How to Use KSQL Stream Processing and Real-Time Databases to Analyze Streaming Data in Kafka
March 19, 2020
In recent years, Kafka has become synonymous with “streaming,” and with features like Kafka Streams, KSQL, joins, and integrations into sinks like Elasticsearch and Druid, there are more ways than ever to build a real-time analytics application around streaming data in Kafka. With all of these stream processing and real-time data store options, though, also comes questions for when each should be used and what their pros and cons are. In this post, I’ll discuss some common real-time analytics use-cases that we have seen with our customers here at Rockset and how different real-time analytics architectures suit each of them. I hope by the end you find yourself better informed and less confused about the real-time analytics landscape and are ready to dive in to it for yourself.
First, an obligatory aside on real-time analytics.
Historically, analytics have been conducted in batch, with jobs that would run at some specified interval and process some well defined amount of data. Over the last decade however, the online nature of our world has led rise to a different paradigm of data generation in which there is no well defined start or end to the data. These unbounded “streams” of data are often comprised of customer events from an online application, sensor data from an IoT device, or events from an internal service. This shift in the way we think about our input data has necessitated a similar shift in how we process it. After all, what does it mean to compute the min or max of an unbounded stream? Hence the rise of real-time analytics, a discipline and methodology for how to run computation on data from real-time streams to produce useful results. And since streams also tend have a high data velocity, real-time analytics is generally concerned not only with the correctness of its results but also its freshness.
Kafka fit itself nicely into this new movement because it is designed to bridge data producers and consumers by providing a scalable, fault-tolerant backbone for event-like data to be written to and read from. Over the years as they have added features like Kafka Streams, KSQL, joins, Kafka ksqlDB, and integrations with various data sources and sinks, the barrier to entry has decreased while the power of the platform has simultaneously increased. It’s important to also note that while Kafka is quite powerful, there are many things it self-admittedly is not. Namely, it is not a database, it is not transactional, it is not mutable, its query language KSQL is not fully SQL-compliant, and it is not trivial to setup and maintain.

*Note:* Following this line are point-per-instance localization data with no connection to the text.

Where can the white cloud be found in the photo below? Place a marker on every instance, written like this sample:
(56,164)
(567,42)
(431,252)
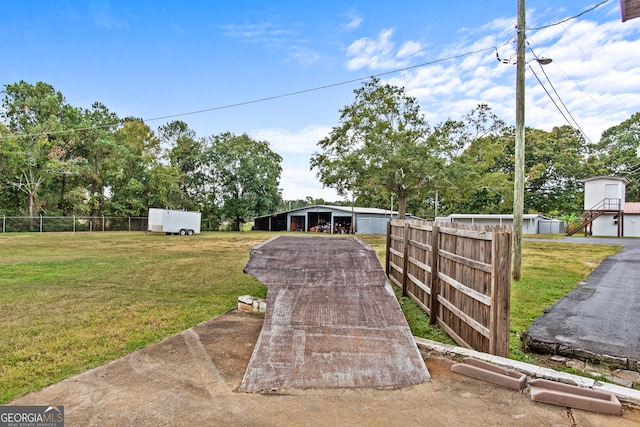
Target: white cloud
(354,22)
(286,141)
(378,54)
(595,70)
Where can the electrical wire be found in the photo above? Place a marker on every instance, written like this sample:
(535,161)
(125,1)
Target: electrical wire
(569,18)
(557,94)
(259,100)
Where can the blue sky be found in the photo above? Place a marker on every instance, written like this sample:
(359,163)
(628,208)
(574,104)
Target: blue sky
(153,59)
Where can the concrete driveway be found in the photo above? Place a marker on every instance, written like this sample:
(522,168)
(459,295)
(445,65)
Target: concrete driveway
(192,379)
(600,319)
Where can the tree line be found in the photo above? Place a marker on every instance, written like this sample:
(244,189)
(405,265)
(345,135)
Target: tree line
(58,159)
(384,149)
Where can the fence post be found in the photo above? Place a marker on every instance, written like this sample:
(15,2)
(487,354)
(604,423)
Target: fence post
(500,293)
(387,258)
(405,259)
(435,248)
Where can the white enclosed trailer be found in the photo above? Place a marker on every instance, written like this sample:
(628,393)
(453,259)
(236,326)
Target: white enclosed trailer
(173,221)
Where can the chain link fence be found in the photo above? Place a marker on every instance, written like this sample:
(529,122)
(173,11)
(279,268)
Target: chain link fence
(41,224)
(72,223)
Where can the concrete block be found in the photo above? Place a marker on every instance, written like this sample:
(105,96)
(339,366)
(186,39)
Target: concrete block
(252,304)
(571,396)
(489,372)
(565,378)
(624,394)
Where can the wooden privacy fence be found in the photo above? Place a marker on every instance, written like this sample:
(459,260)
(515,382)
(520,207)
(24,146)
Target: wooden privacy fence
(459,274)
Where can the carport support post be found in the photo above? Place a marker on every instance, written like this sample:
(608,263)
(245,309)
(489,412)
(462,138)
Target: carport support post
(500,293)
(405,259)
(435,244)
(387,258)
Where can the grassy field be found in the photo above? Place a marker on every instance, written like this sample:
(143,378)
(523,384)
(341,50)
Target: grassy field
(72,301)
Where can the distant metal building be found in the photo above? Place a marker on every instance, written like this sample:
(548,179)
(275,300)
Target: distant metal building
(531,223)
(329,219)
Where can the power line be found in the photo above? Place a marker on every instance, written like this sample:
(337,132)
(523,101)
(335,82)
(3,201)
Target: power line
(269,98)
(569,18)
(557,94)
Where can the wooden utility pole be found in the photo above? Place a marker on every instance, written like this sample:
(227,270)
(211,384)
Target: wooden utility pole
(518,184)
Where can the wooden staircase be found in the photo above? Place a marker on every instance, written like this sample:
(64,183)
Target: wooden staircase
(604,206)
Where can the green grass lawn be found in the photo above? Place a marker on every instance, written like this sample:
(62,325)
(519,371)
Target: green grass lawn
(73,301)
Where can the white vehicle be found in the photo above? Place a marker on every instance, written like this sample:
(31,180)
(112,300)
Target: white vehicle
(173,221)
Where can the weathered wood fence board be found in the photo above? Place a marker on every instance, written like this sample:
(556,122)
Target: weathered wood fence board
(460,275)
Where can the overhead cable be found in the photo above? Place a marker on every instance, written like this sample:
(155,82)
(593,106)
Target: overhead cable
(569,18)
(269,98)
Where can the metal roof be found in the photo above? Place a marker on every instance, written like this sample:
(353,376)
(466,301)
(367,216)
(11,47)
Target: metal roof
(615,178)
(346,209)
(494,216)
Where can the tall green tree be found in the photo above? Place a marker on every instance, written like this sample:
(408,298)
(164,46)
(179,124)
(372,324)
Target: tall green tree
(99,147)
(382,145)
(138,153)
(183,150)
(39,148)
(618,152)
(245,176)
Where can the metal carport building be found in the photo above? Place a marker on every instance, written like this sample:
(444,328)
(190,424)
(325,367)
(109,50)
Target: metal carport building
(329,219)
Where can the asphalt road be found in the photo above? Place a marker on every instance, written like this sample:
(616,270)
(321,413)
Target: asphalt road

Now that we’ve settled that, let’s consider a few common use cases for Kafka and see where stream processing or a real-time database may work. We’ll discuss what a sample architecture might look like for each.
Use Case 1: Simple Filtering and Aggregation
A very common use case for stream processing is to provide basic filtering and predetermined aggregations on top of an event stream. Let’s suppose we have clickstream data coming from a consumer web application and we want to determine the number of homepage visits per hour.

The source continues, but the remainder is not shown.